Law, qui pensoit grandement en beaucoup de choses, me vint trouver consterné, et m’apporta le modèle. Je trouvai comme lui qu’il ne convenoit pas à la grandeur du roi de France de se laisser rebuter par le prix d’une pièce unique dans le monde et inestimable, et que plus de potentats n’avoient osé y penser, plus on devoit se garder de le laisser échapper. Law, ravi de me voir penser de la sorte, me pria d’en parler à M. le duc d’Orléans. L’état des finances fut un obstacle sur lequel le régent insista beaucoup. Il craignoit d’être blâmé de faire un achat si considérable, tandis qu’on avoit tant de peine à subvenir aux nécessités les plus pressantes, et qu’il falloit laisser tant de gens dans la souffrance. Je louai ce sentiment ; mais je lui dis qu’il n’en devoit pas user pour le plus grand roi de l’Europe comme pour un simple particulier, qui seroit très répréhensible de jeter cent mille francs pour se parer d’un beau diamant, tandis qu’il devroit beaucoup et ne se trouveroit pas en état de satisfaire ; qu’il falloit considérer l’honneur de la couronne et ne lui pas laisser manquer l’occasion unique d’un diamant sans prix, qui effaçoit ceux de toute l’Europe ; que c’étoit une gloire pour sa régence, qui dureroit à jamais, qu’en tel état que fussent les finances, l’épargne de ce refus ne les soulageroit pas beaucoup, et que la surcharge en seroit très peu perceptible. Enfin je ne quittai point M. le duc d’Orléans, que je n’eusse obtenu que le diamant seroit acheté.

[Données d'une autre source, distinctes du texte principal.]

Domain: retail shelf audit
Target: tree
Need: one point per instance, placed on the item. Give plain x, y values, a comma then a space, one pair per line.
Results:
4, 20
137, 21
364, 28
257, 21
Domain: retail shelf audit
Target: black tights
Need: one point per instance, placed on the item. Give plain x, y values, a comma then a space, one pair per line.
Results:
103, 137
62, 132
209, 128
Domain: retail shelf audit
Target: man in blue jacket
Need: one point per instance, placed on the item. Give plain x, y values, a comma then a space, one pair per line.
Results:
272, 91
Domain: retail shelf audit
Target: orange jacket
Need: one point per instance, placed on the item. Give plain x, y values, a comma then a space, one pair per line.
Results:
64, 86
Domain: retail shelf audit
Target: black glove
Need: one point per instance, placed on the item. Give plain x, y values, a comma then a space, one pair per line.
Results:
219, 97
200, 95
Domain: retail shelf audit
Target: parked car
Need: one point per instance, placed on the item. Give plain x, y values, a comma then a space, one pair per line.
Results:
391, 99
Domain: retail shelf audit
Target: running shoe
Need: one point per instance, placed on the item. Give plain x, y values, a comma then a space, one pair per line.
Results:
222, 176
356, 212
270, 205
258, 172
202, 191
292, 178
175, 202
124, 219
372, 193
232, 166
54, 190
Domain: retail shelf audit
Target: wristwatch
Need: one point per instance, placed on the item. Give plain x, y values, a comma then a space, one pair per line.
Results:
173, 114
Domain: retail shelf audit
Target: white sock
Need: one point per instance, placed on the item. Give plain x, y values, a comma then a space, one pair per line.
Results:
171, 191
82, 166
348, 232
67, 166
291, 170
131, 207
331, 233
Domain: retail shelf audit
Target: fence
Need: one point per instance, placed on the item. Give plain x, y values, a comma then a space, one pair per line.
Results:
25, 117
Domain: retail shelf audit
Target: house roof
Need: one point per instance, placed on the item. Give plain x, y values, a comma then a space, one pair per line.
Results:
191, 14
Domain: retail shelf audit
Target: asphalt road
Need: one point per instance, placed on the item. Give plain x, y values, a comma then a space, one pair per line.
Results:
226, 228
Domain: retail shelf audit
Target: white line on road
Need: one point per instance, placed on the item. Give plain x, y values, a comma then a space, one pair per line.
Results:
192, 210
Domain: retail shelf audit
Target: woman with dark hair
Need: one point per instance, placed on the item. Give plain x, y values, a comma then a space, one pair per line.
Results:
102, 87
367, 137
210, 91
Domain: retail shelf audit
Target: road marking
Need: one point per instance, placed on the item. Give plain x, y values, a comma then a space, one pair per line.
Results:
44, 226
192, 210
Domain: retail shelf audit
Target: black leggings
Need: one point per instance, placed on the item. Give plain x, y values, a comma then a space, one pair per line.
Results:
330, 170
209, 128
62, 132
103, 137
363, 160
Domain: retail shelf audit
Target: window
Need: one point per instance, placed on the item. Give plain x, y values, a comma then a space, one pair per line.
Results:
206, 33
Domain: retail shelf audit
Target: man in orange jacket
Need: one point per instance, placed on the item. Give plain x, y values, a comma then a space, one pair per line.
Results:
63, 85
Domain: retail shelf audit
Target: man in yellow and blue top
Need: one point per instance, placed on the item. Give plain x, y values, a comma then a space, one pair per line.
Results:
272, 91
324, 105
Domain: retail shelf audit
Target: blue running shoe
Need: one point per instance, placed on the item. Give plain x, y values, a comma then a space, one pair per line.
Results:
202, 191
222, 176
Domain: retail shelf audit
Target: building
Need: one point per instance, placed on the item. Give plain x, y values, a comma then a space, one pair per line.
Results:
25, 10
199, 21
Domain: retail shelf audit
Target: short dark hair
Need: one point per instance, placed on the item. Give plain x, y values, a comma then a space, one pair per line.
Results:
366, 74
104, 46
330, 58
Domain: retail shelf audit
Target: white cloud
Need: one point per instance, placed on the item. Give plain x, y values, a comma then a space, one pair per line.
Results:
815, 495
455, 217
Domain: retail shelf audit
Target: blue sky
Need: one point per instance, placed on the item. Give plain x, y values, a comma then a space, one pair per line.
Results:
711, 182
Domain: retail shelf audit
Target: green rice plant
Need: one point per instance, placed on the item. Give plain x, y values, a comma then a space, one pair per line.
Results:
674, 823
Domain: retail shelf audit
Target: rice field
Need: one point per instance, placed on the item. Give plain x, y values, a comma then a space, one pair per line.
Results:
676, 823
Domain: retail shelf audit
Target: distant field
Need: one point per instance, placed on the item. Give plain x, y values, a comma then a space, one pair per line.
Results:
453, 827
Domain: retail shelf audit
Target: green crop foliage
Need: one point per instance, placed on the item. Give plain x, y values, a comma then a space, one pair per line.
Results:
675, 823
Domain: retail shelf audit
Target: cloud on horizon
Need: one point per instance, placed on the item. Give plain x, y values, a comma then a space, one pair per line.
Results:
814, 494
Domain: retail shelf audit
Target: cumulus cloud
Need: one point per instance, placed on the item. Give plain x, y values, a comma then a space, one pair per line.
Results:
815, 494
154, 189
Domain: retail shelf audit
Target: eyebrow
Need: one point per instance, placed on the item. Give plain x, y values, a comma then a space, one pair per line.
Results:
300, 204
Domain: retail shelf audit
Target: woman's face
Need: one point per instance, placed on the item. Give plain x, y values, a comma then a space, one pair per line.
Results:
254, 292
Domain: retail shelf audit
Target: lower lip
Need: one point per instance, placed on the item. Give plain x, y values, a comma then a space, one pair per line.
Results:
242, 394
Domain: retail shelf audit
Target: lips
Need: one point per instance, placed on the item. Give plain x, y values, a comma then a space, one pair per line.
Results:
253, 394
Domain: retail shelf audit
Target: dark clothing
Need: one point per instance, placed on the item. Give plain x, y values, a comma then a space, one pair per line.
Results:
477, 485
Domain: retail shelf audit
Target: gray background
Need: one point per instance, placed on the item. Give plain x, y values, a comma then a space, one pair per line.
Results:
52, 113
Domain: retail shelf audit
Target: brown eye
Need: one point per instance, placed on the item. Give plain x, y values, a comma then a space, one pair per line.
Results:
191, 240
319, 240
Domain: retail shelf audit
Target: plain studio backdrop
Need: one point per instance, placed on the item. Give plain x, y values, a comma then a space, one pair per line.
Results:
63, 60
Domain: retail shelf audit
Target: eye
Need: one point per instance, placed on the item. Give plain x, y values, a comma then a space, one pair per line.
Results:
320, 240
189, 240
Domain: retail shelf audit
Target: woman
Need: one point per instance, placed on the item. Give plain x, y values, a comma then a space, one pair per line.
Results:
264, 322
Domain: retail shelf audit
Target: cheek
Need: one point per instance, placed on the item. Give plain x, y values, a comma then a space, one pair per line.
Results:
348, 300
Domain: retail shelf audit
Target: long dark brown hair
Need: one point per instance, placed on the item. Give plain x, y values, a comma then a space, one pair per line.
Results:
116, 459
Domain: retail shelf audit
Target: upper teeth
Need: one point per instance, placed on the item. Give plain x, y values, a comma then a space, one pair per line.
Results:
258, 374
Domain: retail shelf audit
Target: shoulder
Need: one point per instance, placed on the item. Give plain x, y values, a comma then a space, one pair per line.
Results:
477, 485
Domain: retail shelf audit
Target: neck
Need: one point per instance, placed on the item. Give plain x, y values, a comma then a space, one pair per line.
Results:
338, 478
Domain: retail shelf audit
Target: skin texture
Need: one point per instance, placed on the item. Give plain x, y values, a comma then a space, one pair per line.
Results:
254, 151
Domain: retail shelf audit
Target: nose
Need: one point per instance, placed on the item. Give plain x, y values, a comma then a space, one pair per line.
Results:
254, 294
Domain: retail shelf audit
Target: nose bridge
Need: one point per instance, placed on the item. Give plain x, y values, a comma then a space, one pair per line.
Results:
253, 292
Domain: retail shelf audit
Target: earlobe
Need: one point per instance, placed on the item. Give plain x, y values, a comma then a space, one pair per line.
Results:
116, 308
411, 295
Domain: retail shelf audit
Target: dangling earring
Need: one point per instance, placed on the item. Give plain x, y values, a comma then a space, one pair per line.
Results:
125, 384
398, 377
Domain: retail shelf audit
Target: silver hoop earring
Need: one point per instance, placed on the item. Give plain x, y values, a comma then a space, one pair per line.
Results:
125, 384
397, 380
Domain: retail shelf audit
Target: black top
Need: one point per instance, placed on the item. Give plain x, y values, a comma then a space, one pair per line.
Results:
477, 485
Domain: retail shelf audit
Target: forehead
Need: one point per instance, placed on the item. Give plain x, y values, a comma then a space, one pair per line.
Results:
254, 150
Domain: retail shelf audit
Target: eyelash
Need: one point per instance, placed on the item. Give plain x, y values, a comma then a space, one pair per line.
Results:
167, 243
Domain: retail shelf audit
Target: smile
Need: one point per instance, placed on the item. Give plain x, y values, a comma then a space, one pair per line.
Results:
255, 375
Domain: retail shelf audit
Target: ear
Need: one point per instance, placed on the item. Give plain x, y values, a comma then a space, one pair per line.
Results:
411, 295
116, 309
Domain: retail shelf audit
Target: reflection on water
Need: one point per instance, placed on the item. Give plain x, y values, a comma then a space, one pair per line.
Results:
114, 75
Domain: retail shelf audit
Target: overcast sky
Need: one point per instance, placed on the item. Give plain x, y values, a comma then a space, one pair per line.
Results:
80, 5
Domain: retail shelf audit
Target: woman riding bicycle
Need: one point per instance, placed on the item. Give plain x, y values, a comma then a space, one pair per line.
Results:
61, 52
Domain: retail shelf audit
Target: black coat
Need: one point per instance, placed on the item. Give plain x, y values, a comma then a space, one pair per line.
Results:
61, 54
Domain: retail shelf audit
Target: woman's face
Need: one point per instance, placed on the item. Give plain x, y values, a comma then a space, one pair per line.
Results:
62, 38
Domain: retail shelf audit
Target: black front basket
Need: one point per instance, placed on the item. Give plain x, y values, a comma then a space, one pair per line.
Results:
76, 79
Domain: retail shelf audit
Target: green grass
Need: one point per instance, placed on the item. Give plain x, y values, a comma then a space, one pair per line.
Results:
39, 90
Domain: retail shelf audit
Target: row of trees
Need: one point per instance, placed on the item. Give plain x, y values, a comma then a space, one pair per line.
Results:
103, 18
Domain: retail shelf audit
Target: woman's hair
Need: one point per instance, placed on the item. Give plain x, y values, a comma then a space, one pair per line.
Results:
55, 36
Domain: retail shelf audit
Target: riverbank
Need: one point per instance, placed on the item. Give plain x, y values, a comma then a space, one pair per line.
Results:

Law, avant de me parler, avoit tant représenté au marchand l’impossibilité de vendre son diamant au prix qu’il l’avoit espéré, le dommage et la perte qu’il souffriroit en le coupant en divers morceaux, qu’il le fit venir enfin à deux millions avec les rognures en outre qui sortiroient nécessairement de la taille. Le marché fut conclu de la sorte. On lui paya l’intérêt des deux millions jusqu’à ce qu’on lui pût donner le principal, et en attendant pour deux millions de pierreries en gage qu’il garderoit jusqu’à entier payement des deux millions.
M. le duc d’Orléans fut agréablement trompé par les applaudissements que le public donna à une acquisition si belle et si unique. Ce diamant fut appelé le Régent. Il est de la grosseur d’une prune de la reine Claude, d’une forme presque ronde, d’une épaisseur qui répond à son volume, parfaitement blanc, exempt de toute tache, nuage et paillette, d’une eau admirable, et pèse plus de cinq cents grains. Je m’applaudis beaucoup d’avoir résolu le régent à une emplette si illustre.